[Patch v4 15/22] sched/cache: Respect LLC preference in task migration and detach

From: Tim Chen

Date: Wed Apr 01 2026 - 17:48:21 EST

During load balancing, make can_migrate_task()
consider a task's LLC preference.
Prevent a task from being moved out of its preferred LLC.

During the regular load balancing, if
the task cannot be migrated due to LLC locality, the
nr_balance_failed also should not be increased.
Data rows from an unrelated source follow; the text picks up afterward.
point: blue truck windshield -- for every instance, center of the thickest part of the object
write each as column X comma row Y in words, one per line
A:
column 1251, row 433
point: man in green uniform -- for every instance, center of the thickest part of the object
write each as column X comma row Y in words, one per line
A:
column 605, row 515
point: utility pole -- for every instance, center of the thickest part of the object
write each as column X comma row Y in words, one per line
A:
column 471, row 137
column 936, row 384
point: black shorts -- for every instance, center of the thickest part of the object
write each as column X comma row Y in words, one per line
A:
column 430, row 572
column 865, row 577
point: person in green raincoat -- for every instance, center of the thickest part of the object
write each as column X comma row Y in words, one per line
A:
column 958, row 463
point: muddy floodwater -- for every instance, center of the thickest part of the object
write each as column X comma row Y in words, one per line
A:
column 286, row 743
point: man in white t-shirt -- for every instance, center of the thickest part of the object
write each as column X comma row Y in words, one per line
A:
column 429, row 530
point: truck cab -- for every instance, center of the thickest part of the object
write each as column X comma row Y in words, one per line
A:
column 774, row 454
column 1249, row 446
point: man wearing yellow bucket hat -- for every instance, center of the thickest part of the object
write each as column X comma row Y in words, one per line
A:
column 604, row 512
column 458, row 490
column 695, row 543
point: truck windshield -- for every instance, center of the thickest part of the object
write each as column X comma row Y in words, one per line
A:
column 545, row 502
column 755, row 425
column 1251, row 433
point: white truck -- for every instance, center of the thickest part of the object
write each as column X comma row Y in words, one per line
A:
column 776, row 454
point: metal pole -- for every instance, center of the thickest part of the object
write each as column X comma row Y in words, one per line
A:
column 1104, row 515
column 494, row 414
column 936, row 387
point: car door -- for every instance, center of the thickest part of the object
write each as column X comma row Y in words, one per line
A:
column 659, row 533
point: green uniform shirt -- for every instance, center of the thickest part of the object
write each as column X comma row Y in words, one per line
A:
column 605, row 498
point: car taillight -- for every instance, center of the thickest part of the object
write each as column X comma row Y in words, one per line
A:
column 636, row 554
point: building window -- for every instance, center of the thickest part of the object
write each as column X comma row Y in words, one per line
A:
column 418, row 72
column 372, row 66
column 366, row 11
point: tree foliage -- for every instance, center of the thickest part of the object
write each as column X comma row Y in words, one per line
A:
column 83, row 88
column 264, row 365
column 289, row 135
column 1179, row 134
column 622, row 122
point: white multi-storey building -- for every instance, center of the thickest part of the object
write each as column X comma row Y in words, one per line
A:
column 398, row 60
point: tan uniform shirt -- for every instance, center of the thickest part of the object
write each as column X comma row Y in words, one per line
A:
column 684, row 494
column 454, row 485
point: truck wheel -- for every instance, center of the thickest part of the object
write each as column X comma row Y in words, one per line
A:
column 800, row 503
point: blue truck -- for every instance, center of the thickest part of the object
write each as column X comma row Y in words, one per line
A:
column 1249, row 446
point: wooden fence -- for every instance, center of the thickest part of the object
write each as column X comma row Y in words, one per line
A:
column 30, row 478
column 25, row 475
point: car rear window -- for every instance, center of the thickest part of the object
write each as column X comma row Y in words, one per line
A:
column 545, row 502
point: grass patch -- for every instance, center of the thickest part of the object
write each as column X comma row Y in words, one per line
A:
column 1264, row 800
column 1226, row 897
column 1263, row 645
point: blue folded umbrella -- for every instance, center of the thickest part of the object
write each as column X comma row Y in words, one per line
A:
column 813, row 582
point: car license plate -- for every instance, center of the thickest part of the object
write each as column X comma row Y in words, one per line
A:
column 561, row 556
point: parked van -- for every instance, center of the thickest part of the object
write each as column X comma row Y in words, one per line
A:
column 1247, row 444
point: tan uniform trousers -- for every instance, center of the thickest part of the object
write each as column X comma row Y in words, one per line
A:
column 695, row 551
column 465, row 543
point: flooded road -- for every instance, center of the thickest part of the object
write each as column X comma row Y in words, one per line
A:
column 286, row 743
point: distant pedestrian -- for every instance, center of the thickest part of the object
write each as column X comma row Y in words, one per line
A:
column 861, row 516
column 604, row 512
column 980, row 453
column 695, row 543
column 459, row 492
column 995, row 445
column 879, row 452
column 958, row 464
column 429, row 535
Suggested-by: Peter Zijlstra (Intel) <peterz@xxxxxxxxxxxxx>
Suggested-by: K Prateek Nayak <kprateek.nayak@xxxxxxx>
Co-developed-by: Chen Yu <yu.c.chen@xxxxxxxxx>
Signed-off-by: Chen Yu <yu.c.chen@xxxxxxxxx>
Signed-off-by: Tim Chen <tim.c.chen@xxxxxxxxxxxxxxx>
---

Notes:
v3->v4:
Fix the bug in migrate_degrades_llc() that p->preferred_llc should
be used for comparison rather than task_llc(p).
(Madadi Vineeth Reddy)

Let nr_balance_failed overwrite cache-aware migration if the
former is too high. (Peter Zijlstra, K Prateek Nayak)

kernel/sched/fair.c | 83 +++++++++++++++++++++++++++++++++++++++++---
kernel/sched/sched.h | 13 +++++++
2 files changed, 91 insertions(+), 5 deletions(-)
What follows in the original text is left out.